Scaling Semantic Categories: Investigating the Impact on Vision Transformer Labeling Performance
It addresses optimization of category labeling for ViTs, but the approach is incremental as it builds on existing methods without introducing new paradigms.
This study investigated how scaling semantic categories affects vision transformer (ViT) labeling performance, finding that increasing categories initially improves accuracy but benefits diminish or reverse after a critical threshold.
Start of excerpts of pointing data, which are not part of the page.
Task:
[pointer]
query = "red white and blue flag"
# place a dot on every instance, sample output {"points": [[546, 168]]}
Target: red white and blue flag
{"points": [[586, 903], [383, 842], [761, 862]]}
This study explores the impact of scaling semantic categories on the image classification performance of vision transformers (ViTs). In this specific case, the CLIP server provided by Jina AI is used for experimentation. The research hypothesizes that as the number of ground truth and artificially introduced semantically equivalent categories increases, the labeling accuracy of ViTs improves until a theoretical maximum or limit is reached. A wide variety of image datasets were chosen to test this hypothesis. These datasets were processed through a custom function in Python designed to evaluate the model's accuracy, with adjustments being made to account for format differences between datasets. By exponentially introducing new redundant categories, the experiment assessed accuracy trends until they plateaued, decreased, or fluctuated inconsistently. The findings show that while semantic scaling initially increases model performance, the benefits diminish or reverse after surpassing a critical threshold, providing insight into the limitations and possible optimization of category labeling strategies for ViTs.